Writes Bernadette Hyland the scientist who first broke the news, "The US EPA Open Data Service provides human and machine readable information on over 4M US EPA regulated facilities, from dry cleaners to nuclear power plants."

Hyland is the CEO of a company that helps maintain EPA Open Data. She was reportedly informed by the EPA that they “need to be ready to turn-off the EPA Open Data web service by noon on April 28, 2017—the last day of the continuing resolution. If Congress does not pass a budget, we will be facing a government shutdown and won’t be able to give technical direction to continue any work.”

In other words, the EPA Open Data site is one of many government entities—including the ones that control public parks and your tax refund—that would go dark if the government were to shut down.

On Twitter, many people found threats of the Open Data shut down concerning because of the increased government criticism that the EPA has received since January.

The EPA then tweeted out that the rumors are false, and that the data website isn't going anywhere.

Eventually the pop-up was replaced with this correction:

pop up
EPA

Why all the fuss? Why would anyone care if the EPA Open Data website went dark?

In 2013, the White House Office of Science and Technology Policy (OSTP) (which, as its name suggests, rests within the executive branch) told the federal agencies that do research—the EPA, the CDC, the National Institutes of Health, etc.—that the agencies had to find some way to ensure that their research, paid for with American tax dollars, was made public.

The concern was two-fold. The first was that American-funded research would be locked behind journal paywalls that, in recent years, have become pricey. Publication in a peer reviewed journal, where a panel of experts in your field review a study for scientific rigor and determine it worth of inclusion in the canon of scientific literature, remains the gold standard for scientific research. However, once a study is published in a journal, accessing that information can become difficult, since many of the top publications are private entities that charge for access.

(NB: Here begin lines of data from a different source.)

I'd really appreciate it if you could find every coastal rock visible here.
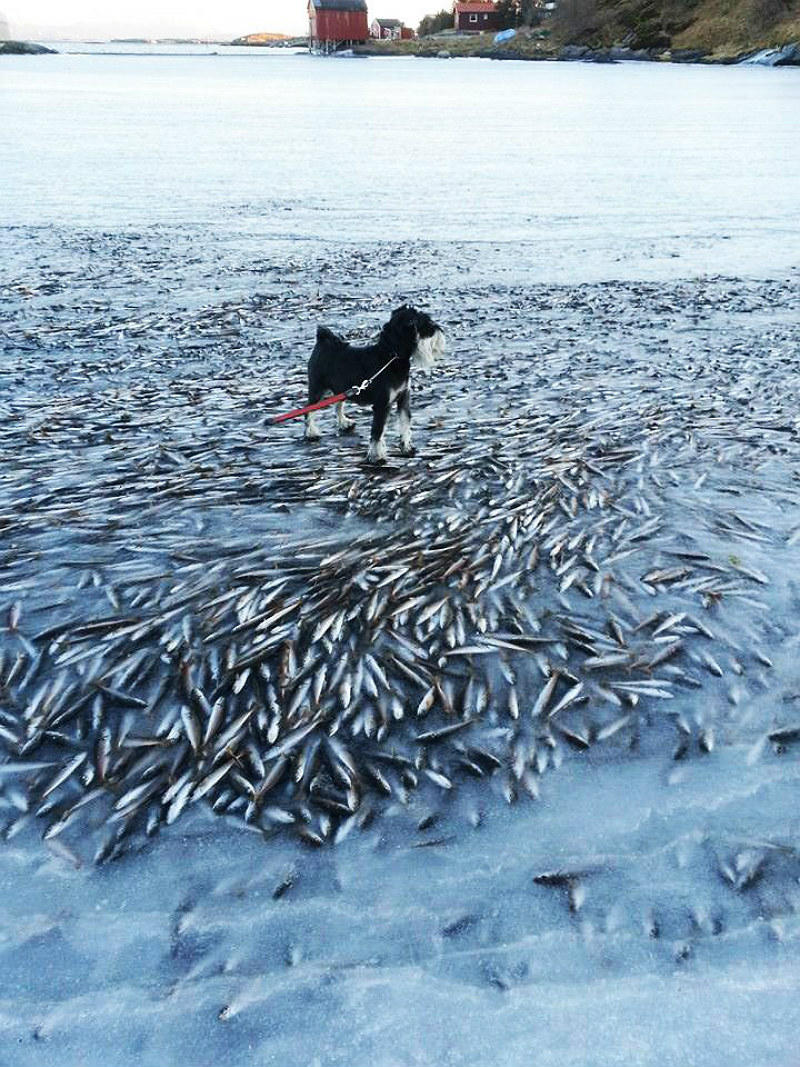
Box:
[476,47,545,61]
[0,39,57,54]
[739,42,800,66]
[437,49,451,58]
[608,45,654,61]
[558,45,615,62]
[670,48,708,62]
[558,44,589,60]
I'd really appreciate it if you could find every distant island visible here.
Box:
[110,37,228,45]
[231,32,308,47]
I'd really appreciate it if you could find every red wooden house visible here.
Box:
[453,1,502,32]
[308,0,369,50]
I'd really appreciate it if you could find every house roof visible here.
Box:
[310,0,368,11]
[454,1,497,11]
[375,17,403,26]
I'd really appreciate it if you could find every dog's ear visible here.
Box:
[382,306,418,357]
[413,310,438,338]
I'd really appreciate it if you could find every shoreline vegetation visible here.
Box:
[351,33,800,64]
[235,0,800,67]
[3,18,798,65]
[232,30,800,65]
[234,28,799,65]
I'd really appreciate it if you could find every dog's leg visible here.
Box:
[397,390,415,456]
[367,403,389,465]
[305,410,322,441]
[305,364,324,441]
[336,400,356,435]
[305,387,324,442]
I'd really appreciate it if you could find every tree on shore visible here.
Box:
[418,8,454,35]
[745,0,788,31]
[494,1,544,27]
[552,0,599,37]
[417,0,541,34]
[495,0,520,25]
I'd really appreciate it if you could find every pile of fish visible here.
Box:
[2,244,800,862]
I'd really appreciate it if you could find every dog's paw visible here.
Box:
[338,420,356,435]
[304,432,322,443]
[399,444,417,457]
[366,455,388,467]
[366,441,388,465]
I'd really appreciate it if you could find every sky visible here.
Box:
[3,0,442,40]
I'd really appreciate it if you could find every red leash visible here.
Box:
[272,391,347,424]
[270,355,398,425]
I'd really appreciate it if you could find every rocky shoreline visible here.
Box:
[561,40,799,64]
[2,35,797,66]
[355,37,800,66]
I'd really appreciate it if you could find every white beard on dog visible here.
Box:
[411,329,445,371]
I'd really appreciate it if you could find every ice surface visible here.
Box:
[1,749,799,1065]
[1,53,800,277]
[1,50,799,1066]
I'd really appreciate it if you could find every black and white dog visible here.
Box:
[305,305,445,464]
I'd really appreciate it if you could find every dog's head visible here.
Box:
[382,306,445,371]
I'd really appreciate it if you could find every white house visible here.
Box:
[370,17,403,38]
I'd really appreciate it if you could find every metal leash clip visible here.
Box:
[347,355,398,400]
[348,378,371,398]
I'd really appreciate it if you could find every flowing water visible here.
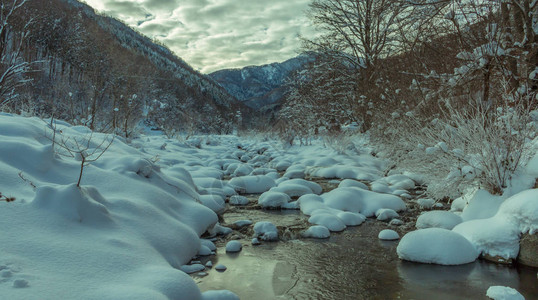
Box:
[194,207,538,300]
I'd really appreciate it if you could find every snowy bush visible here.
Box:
[375,97,536,199]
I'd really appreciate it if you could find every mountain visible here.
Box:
[4,0,248,134]
[209,54,314,110]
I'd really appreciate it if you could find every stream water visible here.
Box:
[194,207,538,300]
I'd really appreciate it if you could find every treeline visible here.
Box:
[0,0,247,137]
[278,0,537,198]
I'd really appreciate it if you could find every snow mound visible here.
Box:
[270,184,313,198]
[308,213,347,232]
[32,184,112,225]
[378,229,400,240]
[338,179,368,190]
[229,195,249,205]
[253,221,279,241]
[337,211,366,226]
[486,286,525,300]
[228,175,276,194]
[375,208,399,221]
[416,211,462,230]
[308,165,379,181]
[302,225,331,239]
[453,217,520,260]
[461,189,503,221]
[225,241,242,253]
[416,198,435,210]
[397,228,479,265]
[258,191,290,208]
[496,188,538,234]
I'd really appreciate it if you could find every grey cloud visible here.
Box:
[86,0,314,73]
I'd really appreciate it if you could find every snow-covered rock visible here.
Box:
[486,286,525,300]
[229,195,249,206]
[308,213,347,232]
[302,225,331,239]
[378,229,400,240]
[258,191,290,208]
[416,211,462,230]
[228,175,276,194]
[453,217,519,261]
[397,228,479,265]
[253,221,279,241]
[225,241,242,253]
[375,208,399,221]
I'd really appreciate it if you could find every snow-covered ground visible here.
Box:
[0,113,536,299]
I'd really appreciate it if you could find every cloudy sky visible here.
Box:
[84,0,315,73]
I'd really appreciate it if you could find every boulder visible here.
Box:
[517,233,538,267]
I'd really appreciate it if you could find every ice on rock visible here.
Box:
[202,289,240,300]
[375,208,399,221]
[228,175,276,194]
[486,286,525,300]
[302,225,331,239]
[338,179,369,190]
[225,241,242,253]
[258,191,290,208]
[378,229,400,240]
[253,221,279,241]
[416,211,462,230]
[397,228,479,265]
[308,213,346,232]
[229,195,249,206]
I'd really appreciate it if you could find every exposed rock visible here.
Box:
[481,254,514,265]
[517,233,538,267]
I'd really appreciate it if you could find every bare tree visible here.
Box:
[0,0,35,108]
[306,0,406,81]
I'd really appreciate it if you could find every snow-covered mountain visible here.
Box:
[210,54,315,110]
[6,0,248,133]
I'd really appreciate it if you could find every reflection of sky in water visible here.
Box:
[397,260,538,299]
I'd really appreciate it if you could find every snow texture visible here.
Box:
[378,229,400,240]
[397,228,479,265]
[416,211,463,230]
[486,286,525,300]
[302,225,331,239]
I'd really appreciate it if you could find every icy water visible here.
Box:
[195,210,538,300]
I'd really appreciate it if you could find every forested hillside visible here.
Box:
[0,0,248,136]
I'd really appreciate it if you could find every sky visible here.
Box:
[83,0,315,74]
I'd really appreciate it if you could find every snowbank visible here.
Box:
[0,114,226,299]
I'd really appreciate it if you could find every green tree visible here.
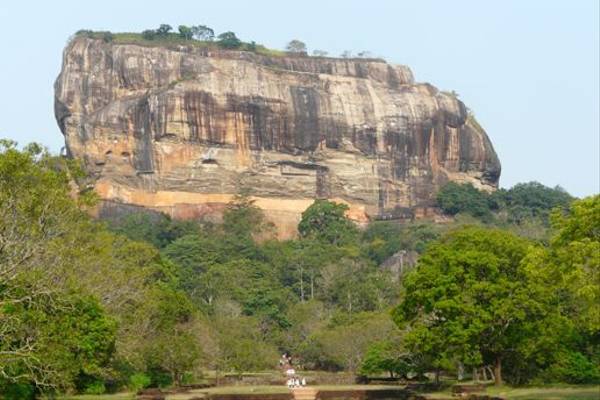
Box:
[142,29,156,40]
[191,25,214,41]
[156,24,172,36]
[1,291,116,393]
[305,312,398,372]
[108,211,199,249]
[177,25,193,40]
[0,141,99,391]
[298,200,358,245]
[286,39,307,53]
[217,31,242,49]
[360,339,410,378]
[502,182,573,224]
[549,195,599,334]
[213,316,279,375]
[393,226,555,385]
[0,142,200,392]
[436,182,493,220]
[517,196,600,383]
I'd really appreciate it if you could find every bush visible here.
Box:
[2,383,36,400]
[75,29,94,38]
[217,31,242,49]
[147,368,172,388]
[436,182,492,219]
[142,29,156,40]
[102,32,114,43]
[129,373,152,391]
[544,352,600,384]
[83,380,106,395]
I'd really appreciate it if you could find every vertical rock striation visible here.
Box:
[55,37,500,237]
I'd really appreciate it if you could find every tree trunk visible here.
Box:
[473,368,479,382]
[310,272,314,299]
[482,366,487,381]
[347,291,352,313]
[486,366,494,382]
[457,362,464,381]
[300,265,304,302]
[435,368,440,384]
[494,357,502,386]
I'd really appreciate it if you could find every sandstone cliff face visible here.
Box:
[55,37,500,237]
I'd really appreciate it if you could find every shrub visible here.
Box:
[156,24,172,36]
[286,39,307,54]
[75,29,94,38]
[217,31,242,49]
[83,380,106,395]
[544,352,600,384]
[102,32,114,43]
[129,373,152,391]
[436,182,492,219]
[178,25,193,40]
[142,29,156,40]
[191,25,215,41]
[2,383,35,400]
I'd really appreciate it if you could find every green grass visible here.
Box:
[486,385,599,400]
[426,385,599,400]
[60,393,135,400]
[75,31,287,57]
[60,384,599,400]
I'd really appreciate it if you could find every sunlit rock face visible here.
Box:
[55,37,500,237]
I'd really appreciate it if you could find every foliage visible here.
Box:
[436,181,573,228]
[191,25,214,41]
[128,373,151,391]
[0,140,594,394]
[303,313,399,372]
[286,40,307,53]
[543,352,600,384]
[501,182,572,224]
[0,143,200,394]
[156,24,172,36]
[108,211,200,249]
[298,200,358,245]
[362,221,442,264]
[217,31,242,49]
[177,25,193,40]
[393,226,553,385]
[436,182,494,220]
[550,195,599,333]
[360,340,411,378]
[141,29,156,40]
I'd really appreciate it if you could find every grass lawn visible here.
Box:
[61,393,135,400]
[60,384,599,400]
[487,385,599,400]
[426,385,599,400]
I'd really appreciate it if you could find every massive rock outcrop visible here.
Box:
[55,36,500,237]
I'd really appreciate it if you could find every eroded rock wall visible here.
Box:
[55,37,500,237]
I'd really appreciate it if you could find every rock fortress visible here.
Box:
[55,37,500,237]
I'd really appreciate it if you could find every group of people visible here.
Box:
[286,376,306,388]
[279,352,307,388]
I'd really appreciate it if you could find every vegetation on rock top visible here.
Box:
[73,25,382,60]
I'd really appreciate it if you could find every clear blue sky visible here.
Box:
[0,0,598,196]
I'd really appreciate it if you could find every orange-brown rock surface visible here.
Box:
[55,37,500,237]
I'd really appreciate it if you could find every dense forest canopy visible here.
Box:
[0,141,598,398]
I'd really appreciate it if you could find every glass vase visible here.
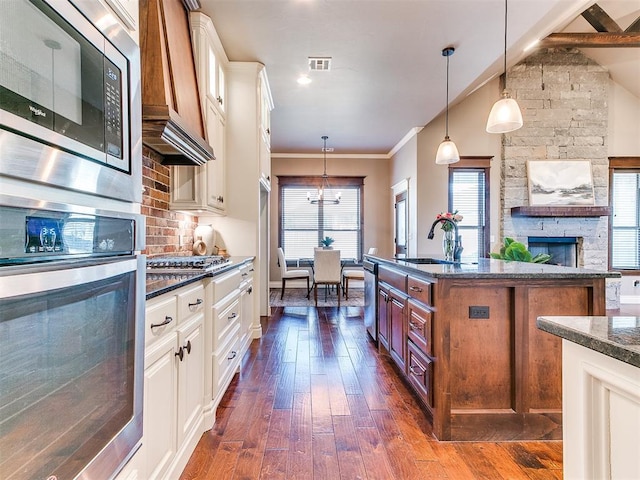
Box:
[442,229,455,261]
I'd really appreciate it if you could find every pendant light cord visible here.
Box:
[503,0,508,81]
[445,53,450,137]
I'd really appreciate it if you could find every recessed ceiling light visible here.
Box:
[297,74,312,85]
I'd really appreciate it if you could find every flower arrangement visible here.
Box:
[320,236,335,248]
[435,211,463,232]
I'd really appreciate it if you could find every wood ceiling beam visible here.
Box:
[626,15,640,33]
[539,32,640,48]
[581,4,622,33]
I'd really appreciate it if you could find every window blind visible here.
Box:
[450,169,487,261]
[611,171,640,269]
[280,184,362,261]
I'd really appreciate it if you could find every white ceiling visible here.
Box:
[198,0,640,155]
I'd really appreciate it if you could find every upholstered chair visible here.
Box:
[342,247,377,299]
[277,247,311,299]
[313,248,341,307]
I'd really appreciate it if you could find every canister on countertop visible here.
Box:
[193,224,216,255]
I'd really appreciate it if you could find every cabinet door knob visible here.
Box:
[175,346,184,361]
[247,286,253,294]
[217,95,223,105]
[184,340,192,355]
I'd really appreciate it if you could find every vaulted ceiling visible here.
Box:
[198,0,640,155]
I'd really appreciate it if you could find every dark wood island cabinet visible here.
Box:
[369,256,620,441]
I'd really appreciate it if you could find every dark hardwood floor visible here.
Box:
[181,305,564,479]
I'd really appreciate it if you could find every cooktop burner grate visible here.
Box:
[146,255,231,272]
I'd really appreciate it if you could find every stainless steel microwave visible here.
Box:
[0,0,141,203]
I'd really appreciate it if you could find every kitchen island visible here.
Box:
[367,255,620,441]
[537,315,640,479]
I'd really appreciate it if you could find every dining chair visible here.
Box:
[277,247,311,299]
[313,248,341,307]
[342,247,377,299]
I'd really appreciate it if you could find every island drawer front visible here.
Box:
[379,266,407,292]
[177,283,206,322]
[407,276,432,306]
[407,340,433,408]
[408,299,433,356]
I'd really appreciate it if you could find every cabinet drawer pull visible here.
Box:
[188,298,203,308]
[409,286,423,292]
[409,321,422,331]
[242,272,248,277]
[151,316,173,328]
[249,268,255,272]
[184,340,192,355]
[228,312,237,320]
[228,351,237,361]
[409,365,425,377]
[175,346,184,361]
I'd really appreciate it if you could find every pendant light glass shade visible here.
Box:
[435,136,460,164]
[486,0,523,134]
[486,90,523,133]
[435,47,459,165]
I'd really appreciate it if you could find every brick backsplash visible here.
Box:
[142,147,197,257]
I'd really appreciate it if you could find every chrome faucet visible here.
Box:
[427,218,463,262]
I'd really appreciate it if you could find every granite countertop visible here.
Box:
[146,256,254,299]
[367,255,621,280]
[537,316,640,368]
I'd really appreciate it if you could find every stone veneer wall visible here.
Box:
[501,48,609,271]
[142,147,197,257]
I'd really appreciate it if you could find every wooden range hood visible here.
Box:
[139,0,214,166]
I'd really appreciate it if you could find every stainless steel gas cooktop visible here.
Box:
[146,255,231,274]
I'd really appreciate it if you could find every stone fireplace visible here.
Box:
[499,48,619,306]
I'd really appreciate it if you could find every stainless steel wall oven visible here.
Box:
[0,196,145,480]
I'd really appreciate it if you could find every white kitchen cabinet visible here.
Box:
[170,12,227,215]
[239,262,255,354]
[258,70,273,190]
[143,330,178,480]
[562,340,640,479]
[141,282,206,480]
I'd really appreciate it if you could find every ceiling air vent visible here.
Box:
[308,57,332,71]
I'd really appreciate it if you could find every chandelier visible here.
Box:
[308,135,341,205]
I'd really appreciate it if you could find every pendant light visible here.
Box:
[308,135,341,204]
[486,0,523,134]
[435,47,460,165]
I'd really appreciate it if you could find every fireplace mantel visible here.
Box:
[511,206,611,217]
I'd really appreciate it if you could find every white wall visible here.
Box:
[390,135,418,256]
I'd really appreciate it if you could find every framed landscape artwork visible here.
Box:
[527,160,595,206]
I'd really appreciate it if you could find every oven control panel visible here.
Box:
[0,205,135,265]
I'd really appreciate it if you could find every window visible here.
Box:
[278,176,364,261]
[609,157,640,271]
[448,157,491,261]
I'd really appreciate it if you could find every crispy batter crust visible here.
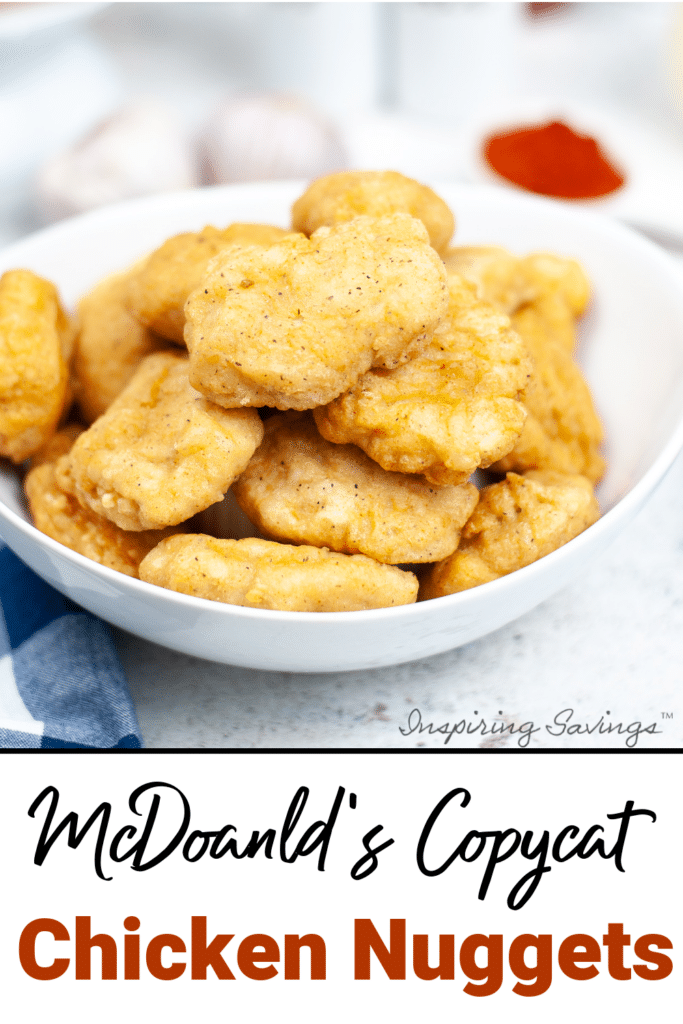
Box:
[443,247,590,326]
[0,269,71,462]
[233,412,479,564]
[25,427,180,576]
[314,275,531,485]
[28,422,84,469]
[493,302,605,483]
[126,223,292,342]
[420,470,600,597]
[139,534,418,611]
[292,171,455,253]
[443,246,531,315]
[520,252,591,319]
[60,351,264,530]
[74,269,170,424]
[185,214,447,410]
[445,247,603,481]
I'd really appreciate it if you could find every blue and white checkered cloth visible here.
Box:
[0,544,142,748]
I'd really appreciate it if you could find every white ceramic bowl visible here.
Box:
[2,182,683,672]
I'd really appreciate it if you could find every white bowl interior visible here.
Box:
[1,181,683,671]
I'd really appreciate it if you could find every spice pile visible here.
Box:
[483,120,625,200]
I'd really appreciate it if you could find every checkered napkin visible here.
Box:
[0,544,142,749]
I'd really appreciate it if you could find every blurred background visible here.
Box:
[1,2,683,249]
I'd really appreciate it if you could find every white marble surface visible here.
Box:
[116,438,683,751]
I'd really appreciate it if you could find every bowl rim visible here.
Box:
[2,179,683,625]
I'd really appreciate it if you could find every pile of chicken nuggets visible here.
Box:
[1,170,602,613]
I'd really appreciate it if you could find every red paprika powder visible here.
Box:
[483,120,625,200]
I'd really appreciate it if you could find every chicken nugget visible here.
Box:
[74,269,171,423]
[446,246,601,478]
[28,423,84,468]
[60,351,264,531]
[442,246,534,315]
[185,213,448,411]
[314,275,531,486]
[139,534,418,611]
[292,170,455,253]
[420,470,600,598]
[492,302,605,483]
[233,412,479,564]
[518,252,590,319]
[443,247,589,340]
[0,269,72,463]
[25,426,181,577]
[126,223,292,343]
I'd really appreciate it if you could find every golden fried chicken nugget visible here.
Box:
[126,223,292,343]
[446,246,601,478]
[58,313,77,367]
[292,171,455,253]
[25,427,181,577]
[443,247,590,340]
[185,214,447,411]
[442,246,534,315]
[233,412,479,564]
[420,470,600,598]
[519,252,590,319]
[60,351,264,531]
[139,534,418,611]
[0,269,72,463]
[314,275,531,486]
[74,270,170,424]
[492,302,605,483]
[515,289,577,353]
[28,422,84,469]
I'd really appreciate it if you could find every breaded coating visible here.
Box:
[25,427,180,577]
[139,534,419,611]
[443,247,590,326]
[515,289,578,354]
[126,223,292,343]
[58,313,77,367]
[292,171,455,253]
[443,246,533,316]
[420,470,600,598]
[518,252,590,319]
[74,269,170,424]
[0,269,71,463]
[233,412,479,564]
[185,214,448,411]
[59,351,264,531]
[446,246,602,479]
[492,302,605,483]
[28,422,84,469]
[314,275,531,486]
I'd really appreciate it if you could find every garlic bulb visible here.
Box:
[36,98,197,222]
[199,93,346,184]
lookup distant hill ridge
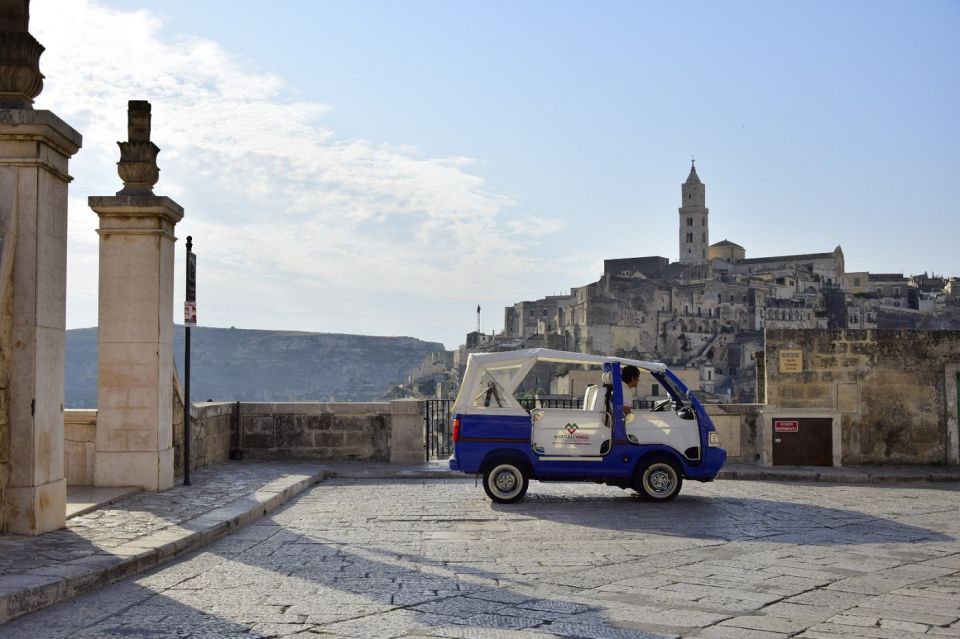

Accessing a single journal article usually costs around $30 dollars—though institutions like universities and libraries usually buy a subscription that give them access to a suite of journals and their historical archives. The way those subscriptions are bundled is not cheap, however. In fact, by 2012, even Harvard University, which at the time had an endowment of over 30 billion dollars, said that journal subscriptions had become too expensive. Harvard began encouraging its academics to publish in open access journals instead. Open access journals, the most famous of which is probably PLOS, don't charge people to access articles—though there's still some debate over whether or not the quality of these journals is generally as good.

Paying to access government data wasn’t just expensive: it also meant that people were essentially paying twice to access the research. They paid first through their tax dollars, and secondly through a fee paid to a journal by themselves or their institution. In the case of public libraries and state universities, this meant that the government was essentially paying a fee to provide access to its own research.

The EPA Open Data website, which is the largest and most robust in terms of the data it provides, was one way of getting around that. The agency’s scientists would continue to publish in peer reviewed journals, but they'd also post their findings on the EPA website. Paying to access EPA data wouldn’t be compulsory.

But the EPA Open Data website took the idea and ran with it—perhaps, in part, because the structure of environmental regulations depends somewhat on the public's awareness that there is a problem (you can see their full plan here). If you go to the EPA Open Data Facilities by Zip Code website you can see what EPA facilities of interest are in your area: how environmentally friendly is that dry cleaner down the road, how much does your local electric plant pollute the neighborhood, and so on.

A lot of this information is available elsewhere, but the Open Data website provides it in a format that is incredibly easy for humans and machines to access. Want to build an app with Open Source data? You can do that. Want to map the most polluting industries in your neighborhood? You can do that, too.

The shutdown of the EPA Open Data website would threaten that access. While this morning's pop-up seems to have been a false alarm, we could lose access to the site—at least temporarily—in the event of a government shutdown. At a time when members of the house are criticizing the EPA for being too private, it would be unfortunate, to say the least, for Americans to lose such a great tool for transparency.